Sie kamen zwar nicht im Morgengrauen, aber immerhin mit großem Aufgebot: an 37 Orten gleichzeitig durchsuchten Berliner Kripobeamte am Mittwoch letzter Woche Büros und Privatwohnungen im gesamten Bundesgebiet. Ziel der Aktion waren die mecklenburgische Elbro Bau AG und die Bremer Karina-Investment-Gruppe. Beide Unternehmen stehen im Verdacht, die 100prozentige Treuhand-Firma Elbro Bau „ausgeplündert“ zu haben, wie es im Ermittlerjargon heißt.

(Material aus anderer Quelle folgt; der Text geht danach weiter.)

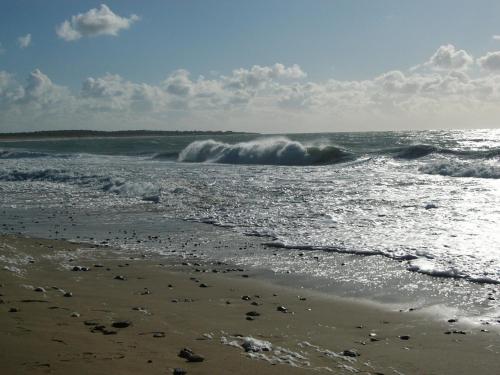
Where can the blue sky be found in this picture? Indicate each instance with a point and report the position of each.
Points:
(346, 41)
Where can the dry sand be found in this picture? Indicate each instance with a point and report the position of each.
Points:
(173, 306)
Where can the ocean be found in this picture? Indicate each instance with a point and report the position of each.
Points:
(390, 203)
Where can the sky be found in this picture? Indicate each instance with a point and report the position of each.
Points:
(268, 66)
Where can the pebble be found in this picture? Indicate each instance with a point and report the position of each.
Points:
(350, 353)
(188, 354)
(252, 313)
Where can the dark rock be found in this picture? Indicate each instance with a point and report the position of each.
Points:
(188, 354)
(121, 324)
(350, 353)
(252, 313)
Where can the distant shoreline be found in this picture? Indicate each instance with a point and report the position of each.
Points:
(108, 134)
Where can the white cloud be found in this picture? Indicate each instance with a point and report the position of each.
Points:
(24, 41)
(95, 22)
(261, 98)
(490, 62)
(447, 57)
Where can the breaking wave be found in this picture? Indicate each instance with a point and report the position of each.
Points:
(270, 151)
(454, 169)
(11, 154)
(119, 186)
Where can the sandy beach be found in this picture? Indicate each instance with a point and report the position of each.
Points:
(99, 315)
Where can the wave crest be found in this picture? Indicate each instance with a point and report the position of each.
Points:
(270, 151)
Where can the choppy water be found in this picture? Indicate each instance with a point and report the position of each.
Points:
(431, 199)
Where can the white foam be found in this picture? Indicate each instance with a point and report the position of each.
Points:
(272, 151)
(459, 169)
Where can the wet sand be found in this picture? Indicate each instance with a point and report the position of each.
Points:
(211, 309)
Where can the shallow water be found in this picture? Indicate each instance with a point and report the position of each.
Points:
(427, 201)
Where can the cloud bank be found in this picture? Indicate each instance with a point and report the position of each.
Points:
(449, 90)
(95, 22)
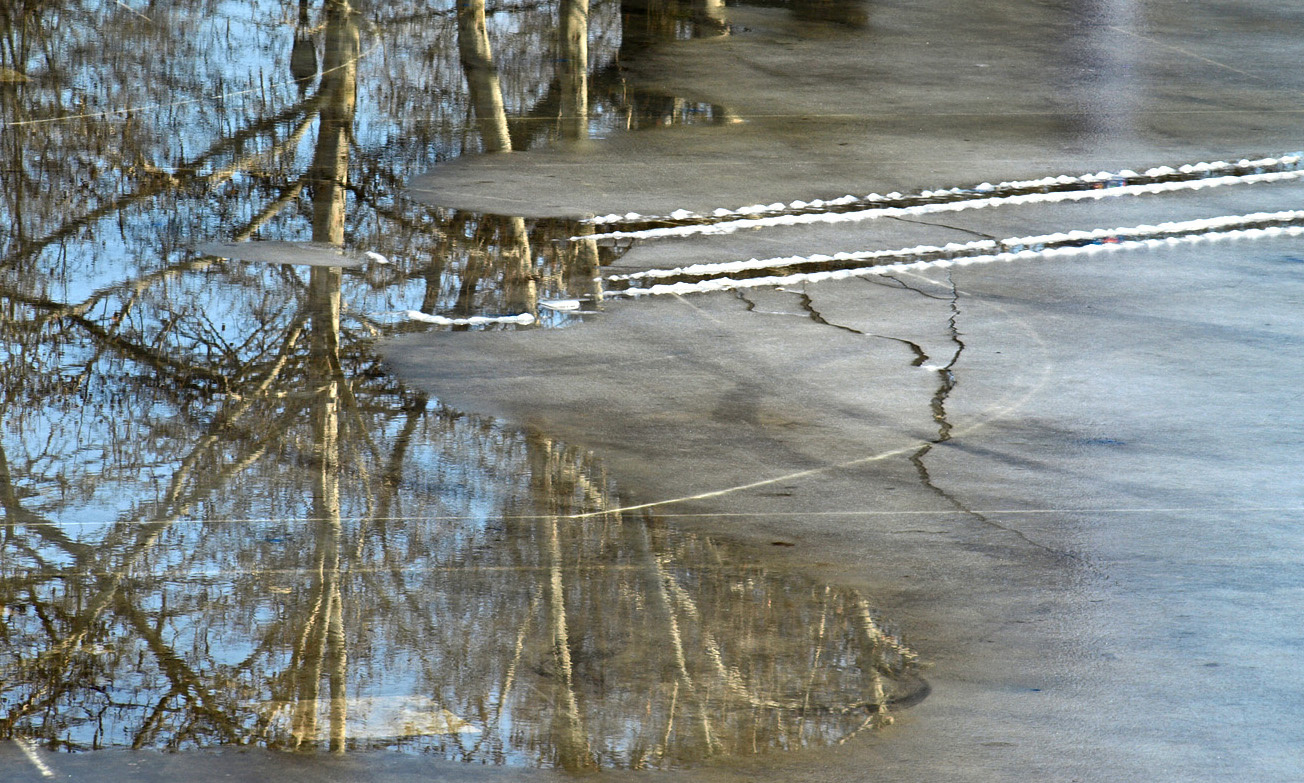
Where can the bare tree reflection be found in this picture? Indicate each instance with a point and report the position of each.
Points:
(223, 525)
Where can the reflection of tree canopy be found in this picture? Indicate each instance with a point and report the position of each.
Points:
(226, 525)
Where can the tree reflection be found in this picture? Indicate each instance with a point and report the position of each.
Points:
(224, 525)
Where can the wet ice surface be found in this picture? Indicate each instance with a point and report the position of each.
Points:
(1039, 437)
(227, 526)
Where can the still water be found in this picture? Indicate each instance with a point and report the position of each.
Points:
(226, 525)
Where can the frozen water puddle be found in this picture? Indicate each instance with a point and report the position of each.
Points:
(605, 641)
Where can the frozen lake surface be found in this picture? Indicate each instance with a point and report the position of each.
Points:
(756, 392)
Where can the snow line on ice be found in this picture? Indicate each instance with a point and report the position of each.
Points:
(952, 248)
(1189, 170)
(725, 283)
(524, 319)
(729, 226)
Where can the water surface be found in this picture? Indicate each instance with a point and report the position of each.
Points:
(226, 525)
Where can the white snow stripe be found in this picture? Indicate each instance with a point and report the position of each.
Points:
(29, 749)
(1170, 227)
(725, 283)
(524, 319)
(923, 209)
(1202, 167)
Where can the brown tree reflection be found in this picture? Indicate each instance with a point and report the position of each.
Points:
(223, 525)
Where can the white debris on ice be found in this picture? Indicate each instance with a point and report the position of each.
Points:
(523, 319)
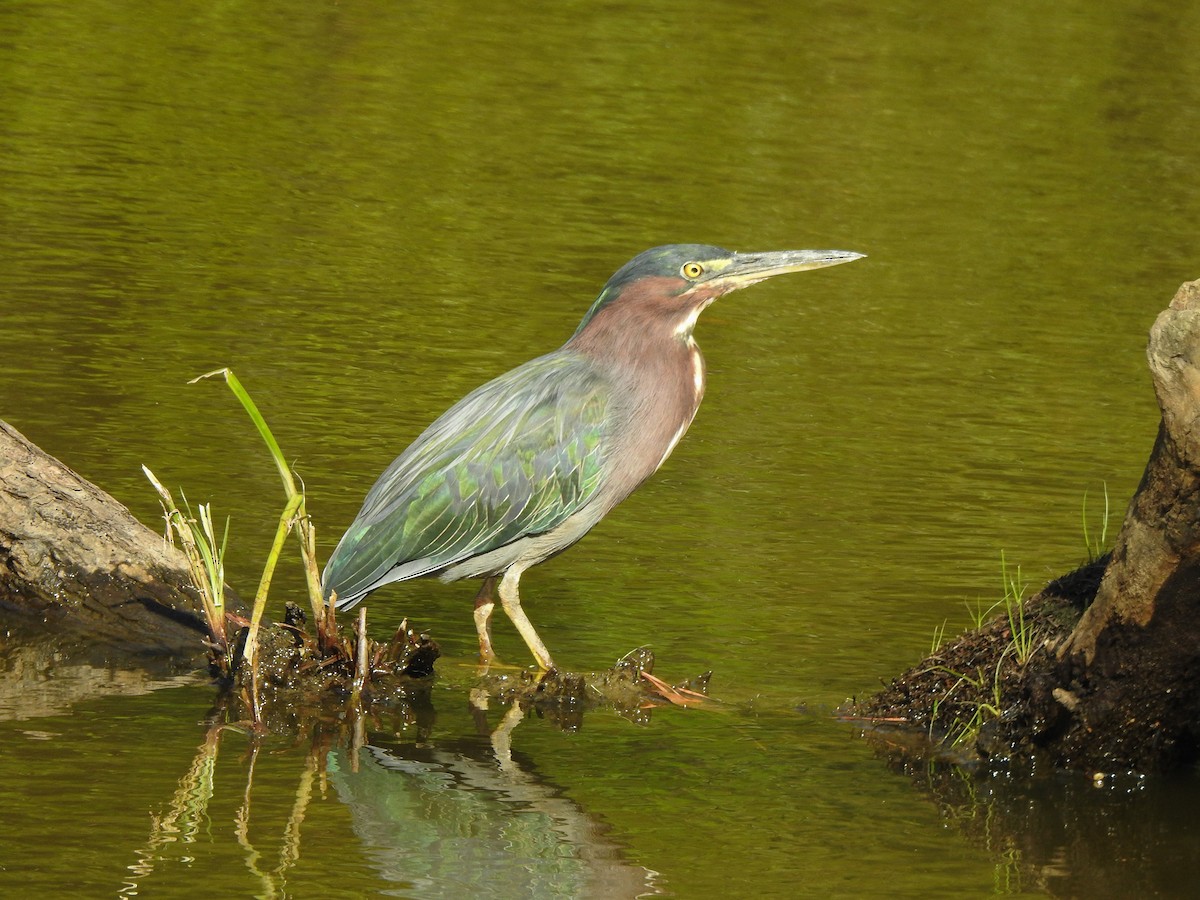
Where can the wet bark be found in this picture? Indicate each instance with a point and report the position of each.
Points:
(1126, 689)
(76, 559)
(1108, 675)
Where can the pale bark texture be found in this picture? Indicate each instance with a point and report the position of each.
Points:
(77, 559)
(1128, 682)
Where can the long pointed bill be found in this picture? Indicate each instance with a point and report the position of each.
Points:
(747, 269)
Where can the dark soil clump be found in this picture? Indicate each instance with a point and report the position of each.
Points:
(973, 697)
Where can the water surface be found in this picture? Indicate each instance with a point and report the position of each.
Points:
(367, 211)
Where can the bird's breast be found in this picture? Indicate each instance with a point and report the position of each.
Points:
(654, 402)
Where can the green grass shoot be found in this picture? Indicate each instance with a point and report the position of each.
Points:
(1097, 547)
(1014, 609)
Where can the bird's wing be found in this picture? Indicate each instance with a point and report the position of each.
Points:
(513, 459)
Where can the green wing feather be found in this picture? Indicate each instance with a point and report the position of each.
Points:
(513, 459)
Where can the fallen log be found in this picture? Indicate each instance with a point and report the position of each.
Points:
(75, 558)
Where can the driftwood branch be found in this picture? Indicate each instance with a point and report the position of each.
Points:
(76, 558)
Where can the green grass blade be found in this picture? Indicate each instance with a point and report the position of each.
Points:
(259, 423)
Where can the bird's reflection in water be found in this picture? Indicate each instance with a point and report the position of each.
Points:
(471, 821)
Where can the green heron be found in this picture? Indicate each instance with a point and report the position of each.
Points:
(521, 468)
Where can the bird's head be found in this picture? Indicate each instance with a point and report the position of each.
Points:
(669, 287)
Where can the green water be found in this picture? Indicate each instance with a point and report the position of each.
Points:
(369, 209)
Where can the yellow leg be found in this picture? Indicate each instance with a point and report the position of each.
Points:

„Ausplündern“ vollzieht sich in der Praxis folgendermaßen: Ein Aufsichtsratsmitglied der Baugruppe und ein Verantwortlicher aus dem Käuferkonsortium verschieben einvernehmlich 71 Millionen DM auf ein notarielles Sperrkonto. Dadurch gerät die Baugruppe finanziell in die Bredouille, ihr Kaufpreis sinkt. Um die Baugruppe zusätzlich in Liquiditätsschwierigkeiten zu bringen, vereinbart man mit den Kaufinteressenten unsinnige Beraterverträge, die aber die Kleinigkeit von 32,6 Mio. kosten. Um die Sache rund zu machen, beantragt die Baugruppe dann noch bei der Treuhand Bürgschaften für Bankkredite, die sie wegen der angespannten Finanzlage kurzfristig aufnehmen muß.

Sollten sich die Vorwürfe bestätigen, kann in dem vorliegenden Fall gut und gerne ein Schaden von 100 Millionen Mark eintreten — Geld aus dem ehemaligen Volksvermögen der DDR, das an vielen Stellen dringend gebraucht würde.

Die Durchsuchung, an der rund hundert Kripobeamte beteiligt waren, war eine Aktion zur Bekämpfung der sogenannten Vereinigungskriminalität. Angefangen vom Transferrubel-Betrug bis hin zur Ausplünderung der ehemaligen Kombinate oder anderen Volkseigenen Betrieben boomt die Weiße-Kragen-Kriminalität in bislang ungekanntem Ausmaß. Eine zweistellige Milliardensumme ist der Bundeskasse bereits durch die Lappen gegangen, vermutet die Berliner Gewerkschaft der Polizei (GDP) — Tendenz steigend. Deshalb, so der Berliner GDP-Vorsitzende Burkhard von Walsleben, würde sich der Einsatz der Kripo in diesem Bereich im wahrsten Sinne des Wortes lohnen. Abgesehen von der Pflicht zur Ermittlung würde jeder Kripobeamte dem Staat ein Vielfaches seiner Kosten wieder einbringen. Doch Aktionen wie die Durchsuchung im Falle Elbro Bau bleiben die Ausnahme. Seit nunmehr eineinhalb Jahren sieht sich die Berliner Polizei einem immer größer werdenden Aktenberg nahezu hilflos gegenüber, ein „nicht mehr zu überbietendes Trauerspiel“, wie von Walsleben verzweifelt stöhnt.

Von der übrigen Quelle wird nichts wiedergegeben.